Kendall Everette Stephens (born November 11, 1994) is an American-Australian professional basketball player for União Corinthians of the Novo Basquete Brasil. He played college basketball at Purdue and Nevada.

==Early life and high school==
Stephens was born in Geelong, Victoria, in the suburb of Whittington, while his father Everette Stephens was playing professional basketball for the Geelong Supercats of the Australian NBL. Stephens' family settled in St. Charles, Illinois after Everette's retirement and he attended St. Charles East High School. He was a standout basketball player for the Fighting Saints and was the number 65-ranked recruit in his class by ESPN and a four-star recruit by most major recruiting outlets. He ultimately committed to play for his father's alma mater, Purdue University, during his sophomore year. During his junior year, Stephens averaged 17.7 points and 7.5 rebounds per game and was averaging 19.2 points per game during his senior season before it was cut short due to injury after 11 games.

==College career==

===Purdue===
Stephens began his career at Purdue University, playing there for three seasons. In his freshman season, Stephens averaged 8.0 points per game (second in the conference among freshman) and was named to the 2014 Big Ten All-Freshman team. As a sophomore, he averaged 8.7 points per game while playing through several injuries. After his junior season, Stephens opted to transfer to Nevada after a significant drop in playing time due to injuries.

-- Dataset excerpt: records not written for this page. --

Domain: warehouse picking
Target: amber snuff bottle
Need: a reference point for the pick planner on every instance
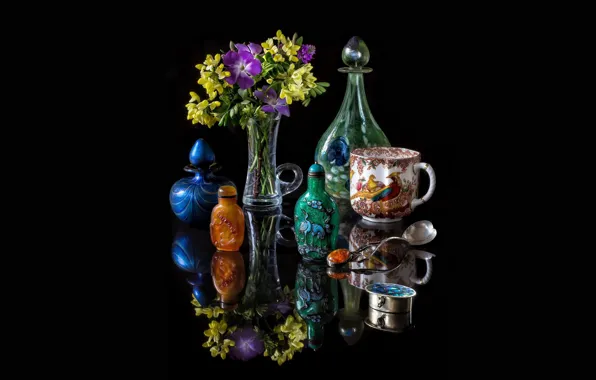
(227, 221)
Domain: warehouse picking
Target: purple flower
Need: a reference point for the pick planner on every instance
(248, 344)
(242, 66)
(306, 53)
(273, 102)
(254, 49)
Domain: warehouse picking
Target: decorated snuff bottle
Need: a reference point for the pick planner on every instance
(193, 198)
(316, 218)
(227, 221)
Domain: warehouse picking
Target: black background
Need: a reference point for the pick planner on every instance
(412, 93)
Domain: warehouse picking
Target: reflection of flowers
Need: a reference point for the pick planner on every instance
(273, 330)
(338, 151)
(248, 344)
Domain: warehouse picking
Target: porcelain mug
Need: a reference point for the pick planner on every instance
(384, 182)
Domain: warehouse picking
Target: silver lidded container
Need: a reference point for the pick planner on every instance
(389, 307)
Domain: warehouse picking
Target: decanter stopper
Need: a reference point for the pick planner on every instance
(353, 127)
(355, 55)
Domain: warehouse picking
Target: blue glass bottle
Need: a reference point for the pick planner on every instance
(193, 198)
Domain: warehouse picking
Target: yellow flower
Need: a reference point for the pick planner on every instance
(269, 47)
(291, 51)
(211, 62)
(198, 113)
(211, 84)
(292, 92)
(221, 74)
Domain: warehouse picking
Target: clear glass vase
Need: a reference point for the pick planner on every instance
(263, 233)
(353, 127)
(263, 187)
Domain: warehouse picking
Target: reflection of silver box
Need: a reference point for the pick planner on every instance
(392, 322)
(389, 307)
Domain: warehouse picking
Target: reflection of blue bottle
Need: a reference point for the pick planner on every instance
(192, 250)
(193, 198)
(316, 300)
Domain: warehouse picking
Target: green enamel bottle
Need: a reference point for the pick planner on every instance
(316, 218)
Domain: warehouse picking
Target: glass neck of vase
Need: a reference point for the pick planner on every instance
(355, 96)
(316, 183)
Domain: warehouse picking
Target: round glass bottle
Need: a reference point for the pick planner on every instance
(353, 127)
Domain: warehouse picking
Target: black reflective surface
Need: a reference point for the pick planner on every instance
(407, 97)
(344, 335)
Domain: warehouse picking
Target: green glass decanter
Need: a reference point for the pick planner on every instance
(353, 127)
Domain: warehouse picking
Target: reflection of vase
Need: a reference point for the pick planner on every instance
(193, 198)
(262, 227)
(353, 127)
(316, 299)
(229, 277)
(263, 186)
(351, 319)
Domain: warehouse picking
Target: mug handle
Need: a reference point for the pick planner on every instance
(288, 187)
(426, 256)
(431, 188)
(288, 223)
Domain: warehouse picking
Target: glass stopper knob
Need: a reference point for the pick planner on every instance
(355, 53)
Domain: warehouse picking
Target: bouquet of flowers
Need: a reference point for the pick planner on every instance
(273, 330)
(252, 85)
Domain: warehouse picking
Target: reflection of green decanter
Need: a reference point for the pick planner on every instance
(353, 127)
(316, 300)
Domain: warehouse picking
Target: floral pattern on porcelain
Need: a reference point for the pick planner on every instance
(386, 182)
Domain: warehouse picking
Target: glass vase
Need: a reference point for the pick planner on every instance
(263, 233)
(353, 127)
(263, 186)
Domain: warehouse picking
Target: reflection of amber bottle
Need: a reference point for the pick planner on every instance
(227, 221)
(229, 277)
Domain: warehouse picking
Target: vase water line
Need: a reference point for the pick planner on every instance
(263, 233)
(263, 187)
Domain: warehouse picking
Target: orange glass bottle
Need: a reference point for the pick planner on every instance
(229, 277)
(227, 221)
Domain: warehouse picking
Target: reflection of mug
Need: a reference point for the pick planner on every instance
(393, 254)
(384, 182)
(404, 274)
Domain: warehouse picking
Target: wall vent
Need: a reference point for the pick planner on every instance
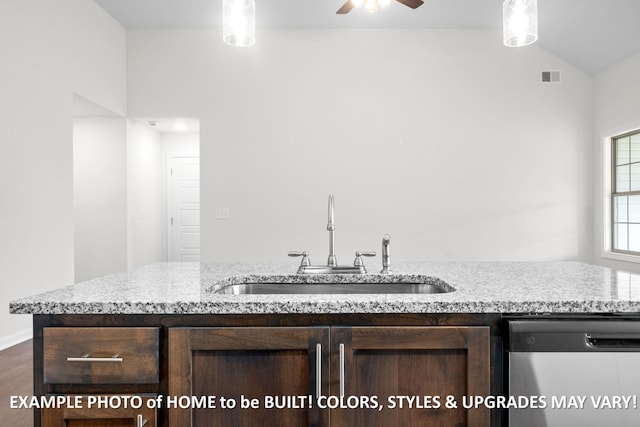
(550, 76)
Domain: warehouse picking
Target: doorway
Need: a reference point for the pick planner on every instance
(183, 208)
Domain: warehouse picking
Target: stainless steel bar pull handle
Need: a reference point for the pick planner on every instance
(86, 358)
(318, 370)
(341, 370)
(140, 422)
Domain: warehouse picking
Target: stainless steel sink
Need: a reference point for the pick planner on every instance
(431, 286)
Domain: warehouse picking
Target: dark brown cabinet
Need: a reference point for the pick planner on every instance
(356, 371)
(86, 416)
(93, 367)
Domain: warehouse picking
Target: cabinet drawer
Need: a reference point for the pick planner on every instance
(101, 355)
(92, 411)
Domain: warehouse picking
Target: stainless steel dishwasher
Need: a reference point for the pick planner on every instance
(586, 371)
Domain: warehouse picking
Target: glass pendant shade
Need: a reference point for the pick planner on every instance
(239, 22)
(519, 22)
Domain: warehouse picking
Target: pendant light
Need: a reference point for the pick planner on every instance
(239, 22)
(519, 22)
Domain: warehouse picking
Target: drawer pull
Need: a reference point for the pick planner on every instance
(141, 422)
(342, 379)
(113, 359)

Stephens played 90 games for Purdue, starting 32, and scored 698 total points for an average of 7.8 points per game.

===Nevada===
After sitting out the 2016–17 season due to NCAA transfer rules, Stephens played his final collegiate season with the Wolf Pack. Stephens made 126 three-pointers, fifth-most in the nation and a Nevada and Mountain West Conference single-season record. He finished the season averaging 13.1 points per game, fourth-best on the team, and shot 43.2 percent from three-point range as Nevada made it to the Sweet Sixteen of the 2018 NCAA Division I men's basketball tournament. Stephens was named third team All-Mountain West by both coaches and the media at the end of the season. Over the course of his collegiate career, Stephens played in 127 games and averaged 9.3 points per game and shot 38.8 percent from three.

==Professional career==
After going unselected in the 2018 NBA draft, Stephens played on the Orlando Magic's NBA Summer League team and averaged 3.5 points and 1.5 rebounds over four games.

===Obradoiro===
Stephens signed with Monbus Obradoiro of the Spanish Liga ACB on August 19, 2018. On January 19, 2019, Stephens and Obradoiro agreed to part ways after he averaged just 2.8 points in five Liga ACB games.

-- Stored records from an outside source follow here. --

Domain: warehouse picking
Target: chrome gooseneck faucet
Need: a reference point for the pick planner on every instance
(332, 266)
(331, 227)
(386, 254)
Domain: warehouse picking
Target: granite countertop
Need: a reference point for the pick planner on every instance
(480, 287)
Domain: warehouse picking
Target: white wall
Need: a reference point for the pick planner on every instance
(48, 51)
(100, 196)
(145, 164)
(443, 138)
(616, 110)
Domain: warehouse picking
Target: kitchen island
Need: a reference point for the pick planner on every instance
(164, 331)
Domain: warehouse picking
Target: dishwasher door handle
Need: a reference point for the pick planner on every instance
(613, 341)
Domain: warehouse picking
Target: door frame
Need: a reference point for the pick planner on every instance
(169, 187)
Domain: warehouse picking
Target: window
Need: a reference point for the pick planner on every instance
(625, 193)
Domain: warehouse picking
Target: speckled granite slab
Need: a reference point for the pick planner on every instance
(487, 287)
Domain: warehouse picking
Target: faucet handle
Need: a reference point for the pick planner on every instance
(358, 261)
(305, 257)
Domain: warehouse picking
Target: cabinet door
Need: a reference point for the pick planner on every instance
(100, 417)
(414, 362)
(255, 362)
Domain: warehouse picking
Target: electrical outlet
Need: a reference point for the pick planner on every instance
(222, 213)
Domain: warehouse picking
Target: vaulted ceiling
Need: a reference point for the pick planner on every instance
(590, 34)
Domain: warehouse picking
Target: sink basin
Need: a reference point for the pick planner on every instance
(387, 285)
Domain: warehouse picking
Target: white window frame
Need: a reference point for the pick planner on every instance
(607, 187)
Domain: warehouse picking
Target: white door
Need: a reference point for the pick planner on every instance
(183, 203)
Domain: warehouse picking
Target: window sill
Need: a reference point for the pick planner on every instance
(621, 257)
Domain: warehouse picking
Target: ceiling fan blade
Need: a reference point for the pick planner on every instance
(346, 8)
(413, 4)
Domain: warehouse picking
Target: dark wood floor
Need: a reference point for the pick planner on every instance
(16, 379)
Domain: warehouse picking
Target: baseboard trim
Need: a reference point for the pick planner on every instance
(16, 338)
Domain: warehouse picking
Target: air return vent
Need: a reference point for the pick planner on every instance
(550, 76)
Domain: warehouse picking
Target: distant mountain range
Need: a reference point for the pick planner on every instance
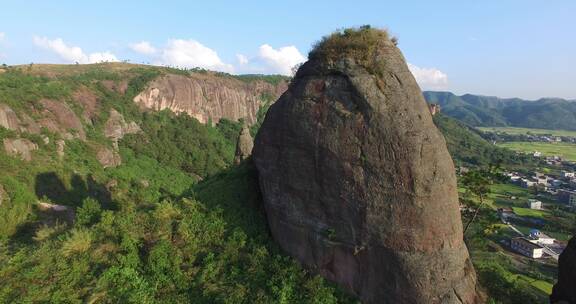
(488, 111)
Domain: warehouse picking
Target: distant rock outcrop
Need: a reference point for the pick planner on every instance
(243, 146)
(8, 118)
(564, 291)
(108, 158)
(357, 182)
(59, 118)
(11, 121)
(207, 97)
(20, 147)
(116, 127)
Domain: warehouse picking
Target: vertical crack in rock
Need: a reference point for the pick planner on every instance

===South East Melbourne Phoenix===
Stephens signed with the South East Melbourne Phoenix of the Australian National Basketball League (NBL) on May 1, 2019, as a non-import player. Stephens averaged 4.4 points and 1.2 rebounds in 26 NBL games. He re-signed with the team on June 18, 2020.
He had surgery after each of his two seasons with the Phoenix.

==Personal life==
Stephens' father, Everette Stephens, played point guard for Purdue from 1984 to 1988 and scored over 1,000 points for the Boilermakers. Everette was a second-round pick by the Philadelphia 76ers in the 1988 NBA draft and played professionally both in the U.S. and overseas for 11 years, including stints with the Indiana Pacers and the Milwaukee Bucks.